Doesnt look like the ~34" wide diesel radiators are being made in plastic/AL. At least based on what autozone shows.
 
Yes, that appears to be much thicker than a "stock" replacement k5 radiator.

Doesnt look like the ~34" wide diesel radiators are being made in plastic/AL. At least based on what autozone shows.
Actually I just bought one.
Autozone has it, o'Reilly has it, napa, Amazon and rock auto which is where I ended up buying, but I have no choice I am running the diesel and I need the engine oil cooler which this one has.
I will report on the quality once I receive it, it's been sitting in Carson, California for a week no idea what is going on.
 
Actually I just bought one.
Autozone has it, o'Reilly has it, napa, Amazon and rock auto which is where I ended up buying, but I have no choice I am running the diesel and I need the engine oil cooler which this one has.
I will report on the quality once I receive it, it's been sitting in Carson, California for a week no idea what is going on.

Interesting. 1988 r20 suburban 6.2l shows me this 34" radiator, https://www.autozone.com/cooling-he...iator/duralast-radiator-b850/155741_1093051_0 which based on the pic, is definitely not AL/plastic.

What part number or vehicle did you find it under? I see the plastic/AL shown on rockauto, but out of stock. Heck the all aluminum one isnt that pricey, comparatively.
 
Interesting. 1988 r20 suburban 6.2l shows me this 34" radiator, https://www.autozone.com/cooling-he...iator/duralast-radiator-b850/155741_1093051_0 which based on the pic, is definitely not AL/plastic.

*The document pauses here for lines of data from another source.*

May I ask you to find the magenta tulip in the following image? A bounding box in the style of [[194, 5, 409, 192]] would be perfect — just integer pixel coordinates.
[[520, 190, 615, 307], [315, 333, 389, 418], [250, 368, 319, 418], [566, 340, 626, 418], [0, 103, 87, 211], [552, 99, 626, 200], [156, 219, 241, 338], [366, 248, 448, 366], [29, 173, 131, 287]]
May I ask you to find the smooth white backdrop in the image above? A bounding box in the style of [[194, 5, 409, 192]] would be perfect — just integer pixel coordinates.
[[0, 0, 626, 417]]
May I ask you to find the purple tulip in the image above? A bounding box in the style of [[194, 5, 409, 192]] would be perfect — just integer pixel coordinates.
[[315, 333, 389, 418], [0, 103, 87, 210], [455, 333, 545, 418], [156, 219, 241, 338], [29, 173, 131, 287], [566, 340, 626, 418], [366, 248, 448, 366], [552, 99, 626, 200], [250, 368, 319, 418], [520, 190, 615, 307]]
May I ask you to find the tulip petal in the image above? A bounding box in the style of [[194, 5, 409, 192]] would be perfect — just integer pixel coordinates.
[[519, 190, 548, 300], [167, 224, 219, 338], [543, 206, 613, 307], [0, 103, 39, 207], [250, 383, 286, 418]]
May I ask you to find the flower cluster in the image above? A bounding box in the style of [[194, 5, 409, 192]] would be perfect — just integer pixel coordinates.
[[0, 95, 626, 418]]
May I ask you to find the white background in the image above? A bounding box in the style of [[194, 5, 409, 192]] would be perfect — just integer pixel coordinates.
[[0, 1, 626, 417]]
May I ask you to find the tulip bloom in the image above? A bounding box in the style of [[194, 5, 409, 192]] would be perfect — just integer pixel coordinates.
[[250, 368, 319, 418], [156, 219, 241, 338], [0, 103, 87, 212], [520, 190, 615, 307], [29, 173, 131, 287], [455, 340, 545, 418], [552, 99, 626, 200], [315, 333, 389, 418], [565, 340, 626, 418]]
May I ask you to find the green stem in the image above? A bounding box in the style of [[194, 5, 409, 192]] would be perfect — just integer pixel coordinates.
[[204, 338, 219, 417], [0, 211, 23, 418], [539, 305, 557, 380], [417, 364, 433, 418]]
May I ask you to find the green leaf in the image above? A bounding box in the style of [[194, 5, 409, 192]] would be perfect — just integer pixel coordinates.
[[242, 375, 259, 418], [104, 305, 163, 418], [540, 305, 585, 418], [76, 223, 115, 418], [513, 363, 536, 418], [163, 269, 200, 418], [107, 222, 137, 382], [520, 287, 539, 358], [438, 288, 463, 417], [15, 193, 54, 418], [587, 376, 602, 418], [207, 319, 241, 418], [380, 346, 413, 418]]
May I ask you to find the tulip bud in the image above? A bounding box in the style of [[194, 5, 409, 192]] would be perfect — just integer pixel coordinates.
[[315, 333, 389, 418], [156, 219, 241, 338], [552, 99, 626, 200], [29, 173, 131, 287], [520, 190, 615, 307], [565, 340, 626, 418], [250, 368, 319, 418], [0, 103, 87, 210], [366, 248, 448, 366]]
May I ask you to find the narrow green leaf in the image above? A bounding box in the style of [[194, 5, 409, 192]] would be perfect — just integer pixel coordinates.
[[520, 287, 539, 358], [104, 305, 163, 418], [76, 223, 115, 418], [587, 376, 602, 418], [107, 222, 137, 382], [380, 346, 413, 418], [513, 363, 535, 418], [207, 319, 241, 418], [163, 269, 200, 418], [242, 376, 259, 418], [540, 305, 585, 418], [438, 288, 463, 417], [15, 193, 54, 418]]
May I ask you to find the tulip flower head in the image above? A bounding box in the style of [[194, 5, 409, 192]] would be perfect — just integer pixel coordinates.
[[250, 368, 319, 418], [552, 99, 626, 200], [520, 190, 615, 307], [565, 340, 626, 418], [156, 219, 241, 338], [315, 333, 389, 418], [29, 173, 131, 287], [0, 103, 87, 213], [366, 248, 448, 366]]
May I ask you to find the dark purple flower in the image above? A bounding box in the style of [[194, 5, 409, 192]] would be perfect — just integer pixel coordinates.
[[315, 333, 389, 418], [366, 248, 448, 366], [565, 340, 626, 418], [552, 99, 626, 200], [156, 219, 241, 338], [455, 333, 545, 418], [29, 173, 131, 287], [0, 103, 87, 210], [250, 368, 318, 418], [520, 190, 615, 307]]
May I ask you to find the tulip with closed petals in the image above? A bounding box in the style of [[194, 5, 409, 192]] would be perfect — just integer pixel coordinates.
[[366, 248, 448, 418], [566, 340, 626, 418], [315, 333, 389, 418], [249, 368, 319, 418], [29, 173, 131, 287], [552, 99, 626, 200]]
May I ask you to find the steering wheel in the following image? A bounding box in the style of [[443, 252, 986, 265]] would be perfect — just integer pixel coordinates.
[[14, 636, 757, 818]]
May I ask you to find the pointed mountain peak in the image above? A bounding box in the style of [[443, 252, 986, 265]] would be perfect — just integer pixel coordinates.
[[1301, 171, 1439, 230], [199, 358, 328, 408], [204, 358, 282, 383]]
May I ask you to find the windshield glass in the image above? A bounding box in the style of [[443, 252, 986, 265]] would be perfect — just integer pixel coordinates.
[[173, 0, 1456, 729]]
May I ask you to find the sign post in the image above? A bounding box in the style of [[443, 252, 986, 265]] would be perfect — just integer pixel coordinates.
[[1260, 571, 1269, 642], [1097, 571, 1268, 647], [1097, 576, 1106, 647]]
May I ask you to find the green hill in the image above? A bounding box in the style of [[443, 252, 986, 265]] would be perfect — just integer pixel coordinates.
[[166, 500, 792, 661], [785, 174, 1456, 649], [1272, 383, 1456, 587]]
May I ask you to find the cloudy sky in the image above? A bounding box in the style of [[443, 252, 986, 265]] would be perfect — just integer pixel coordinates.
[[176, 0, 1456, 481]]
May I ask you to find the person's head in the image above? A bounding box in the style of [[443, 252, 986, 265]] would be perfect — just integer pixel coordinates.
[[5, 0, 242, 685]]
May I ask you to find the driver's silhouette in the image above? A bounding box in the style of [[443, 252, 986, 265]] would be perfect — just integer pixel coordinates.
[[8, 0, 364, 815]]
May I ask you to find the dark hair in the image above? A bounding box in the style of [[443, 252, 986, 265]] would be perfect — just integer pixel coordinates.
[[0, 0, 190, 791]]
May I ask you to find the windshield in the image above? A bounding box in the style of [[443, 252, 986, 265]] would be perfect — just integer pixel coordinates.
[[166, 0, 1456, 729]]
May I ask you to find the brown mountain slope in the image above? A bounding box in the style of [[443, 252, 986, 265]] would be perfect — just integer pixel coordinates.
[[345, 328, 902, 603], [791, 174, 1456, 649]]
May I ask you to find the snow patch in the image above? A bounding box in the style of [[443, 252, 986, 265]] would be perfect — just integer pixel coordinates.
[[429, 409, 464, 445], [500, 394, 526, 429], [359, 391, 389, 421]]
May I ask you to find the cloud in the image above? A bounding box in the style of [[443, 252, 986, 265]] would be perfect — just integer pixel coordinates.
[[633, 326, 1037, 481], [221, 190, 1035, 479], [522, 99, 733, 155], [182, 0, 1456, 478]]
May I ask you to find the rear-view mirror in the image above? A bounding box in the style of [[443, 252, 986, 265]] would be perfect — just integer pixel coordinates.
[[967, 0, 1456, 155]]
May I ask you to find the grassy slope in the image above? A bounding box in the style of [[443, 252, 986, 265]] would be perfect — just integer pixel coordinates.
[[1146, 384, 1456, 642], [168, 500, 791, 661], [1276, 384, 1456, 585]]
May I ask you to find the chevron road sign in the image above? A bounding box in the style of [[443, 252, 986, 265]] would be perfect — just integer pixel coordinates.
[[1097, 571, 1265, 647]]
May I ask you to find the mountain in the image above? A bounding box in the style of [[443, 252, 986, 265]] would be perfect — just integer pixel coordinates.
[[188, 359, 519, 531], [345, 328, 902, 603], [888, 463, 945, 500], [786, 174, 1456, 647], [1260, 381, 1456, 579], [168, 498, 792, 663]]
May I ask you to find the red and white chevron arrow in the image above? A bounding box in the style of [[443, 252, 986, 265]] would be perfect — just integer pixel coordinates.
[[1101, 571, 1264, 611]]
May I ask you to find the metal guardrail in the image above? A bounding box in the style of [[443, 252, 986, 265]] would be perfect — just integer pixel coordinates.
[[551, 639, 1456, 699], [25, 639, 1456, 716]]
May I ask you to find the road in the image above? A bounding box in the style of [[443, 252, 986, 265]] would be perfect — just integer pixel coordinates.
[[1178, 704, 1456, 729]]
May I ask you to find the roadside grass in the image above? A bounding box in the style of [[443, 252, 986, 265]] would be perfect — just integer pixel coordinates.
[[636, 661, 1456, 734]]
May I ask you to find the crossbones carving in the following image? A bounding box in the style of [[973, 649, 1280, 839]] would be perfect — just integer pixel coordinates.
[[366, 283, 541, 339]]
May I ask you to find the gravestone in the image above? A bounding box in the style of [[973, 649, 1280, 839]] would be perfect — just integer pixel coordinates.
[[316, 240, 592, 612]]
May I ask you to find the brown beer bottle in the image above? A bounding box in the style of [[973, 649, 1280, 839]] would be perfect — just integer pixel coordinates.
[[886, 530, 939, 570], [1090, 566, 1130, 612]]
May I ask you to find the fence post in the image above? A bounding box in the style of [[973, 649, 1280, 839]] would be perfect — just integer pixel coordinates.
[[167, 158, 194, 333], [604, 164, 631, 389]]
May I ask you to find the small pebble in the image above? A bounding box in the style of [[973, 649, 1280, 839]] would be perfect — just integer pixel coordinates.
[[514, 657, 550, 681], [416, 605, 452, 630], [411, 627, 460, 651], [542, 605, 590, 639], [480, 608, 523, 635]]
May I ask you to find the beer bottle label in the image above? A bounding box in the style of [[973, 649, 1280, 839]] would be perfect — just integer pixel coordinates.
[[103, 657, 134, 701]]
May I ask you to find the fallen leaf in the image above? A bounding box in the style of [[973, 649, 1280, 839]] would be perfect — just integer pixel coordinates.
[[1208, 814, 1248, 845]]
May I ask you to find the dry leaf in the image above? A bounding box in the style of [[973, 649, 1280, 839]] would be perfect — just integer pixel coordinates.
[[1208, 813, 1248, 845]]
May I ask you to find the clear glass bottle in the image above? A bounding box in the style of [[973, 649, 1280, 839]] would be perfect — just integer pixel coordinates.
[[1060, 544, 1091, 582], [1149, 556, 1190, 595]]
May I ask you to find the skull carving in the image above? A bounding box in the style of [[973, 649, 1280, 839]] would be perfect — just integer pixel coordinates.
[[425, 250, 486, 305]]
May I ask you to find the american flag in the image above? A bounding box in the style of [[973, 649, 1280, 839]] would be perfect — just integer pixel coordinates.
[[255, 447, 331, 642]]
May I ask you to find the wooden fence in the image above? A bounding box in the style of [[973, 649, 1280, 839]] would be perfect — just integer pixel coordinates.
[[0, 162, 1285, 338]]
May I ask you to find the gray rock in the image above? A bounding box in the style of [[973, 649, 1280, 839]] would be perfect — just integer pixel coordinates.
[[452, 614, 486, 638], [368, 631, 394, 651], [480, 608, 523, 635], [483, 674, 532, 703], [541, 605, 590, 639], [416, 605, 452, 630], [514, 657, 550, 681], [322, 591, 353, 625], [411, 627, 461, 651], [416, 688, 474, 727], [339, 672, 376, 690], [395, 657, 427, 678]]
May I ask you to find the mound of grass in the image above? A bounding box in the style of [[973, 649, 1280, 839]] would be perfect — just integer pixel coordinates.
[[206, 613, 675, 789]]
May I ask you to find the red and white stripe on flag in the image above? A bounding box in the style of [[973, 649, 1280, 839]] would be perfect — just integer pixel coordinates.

What part number or vehicle did you find it under? I see the plastic/AL shown on rockauto, but out of stock. Heck the all aluminum one isnt that pricey, comparatively.
I called them and they said aluminum and plastic.
850 is the diesel radiator.
Cu850
B850
S850
...
Each manufacturer has a different prefix.
Amazon has 2 brands, one is all aluminum fully welded stamped tanks, looks like good construction but at $297 it was $50 more than the rock auto with shipping.
 
Looks to be only 2 core? Is that the wider width. Thought I saw some 3 cores on the wider radiator
 
Looks to be only 2 core? Is that the wider width. Thought I saw some 3 cores on the wider radiator
I did some more searching and I found some 3 row from $150 - 250 range, I wouldn't pay that much for this one.
I paid $245 plus tax for my diesel radiator.
 
Same one on Amazon for $334

Thanks - I saw that too. The only thing was a week to three week shipping. Amazon lately has been rough with their orders. For the price difference, I don’t want to be down for two or three more weeks.

Looks to be only 2 core? Is that the wider width. Thought I saw some 3 cores on the wider radiator
It’s a two core rated pretty good and 1” cross tubes. It’s a 3” radiator which is thicker than my current 4 core.

I did some more searching and I found some 3 row from $150 - 250 range, I wouldn't pay that much for this one.
I paid $245 plus tax for my diesel radiator.

Does the diesel one have the plastic tanks? I’m a little concerned with that since we are looking at 115 today for a high temp. My junk is parked outside year round. Did you have to make any modifications to make it fit? Hoses, etc?
 
20200722_193551.jpg I chose a Cold Case direct fit for my 66 Fury. Just installed it this past weekend and the car doesn't run yet. Looks great as far as build quality goes. I gladly paid a little more for something that wasn't chinesium.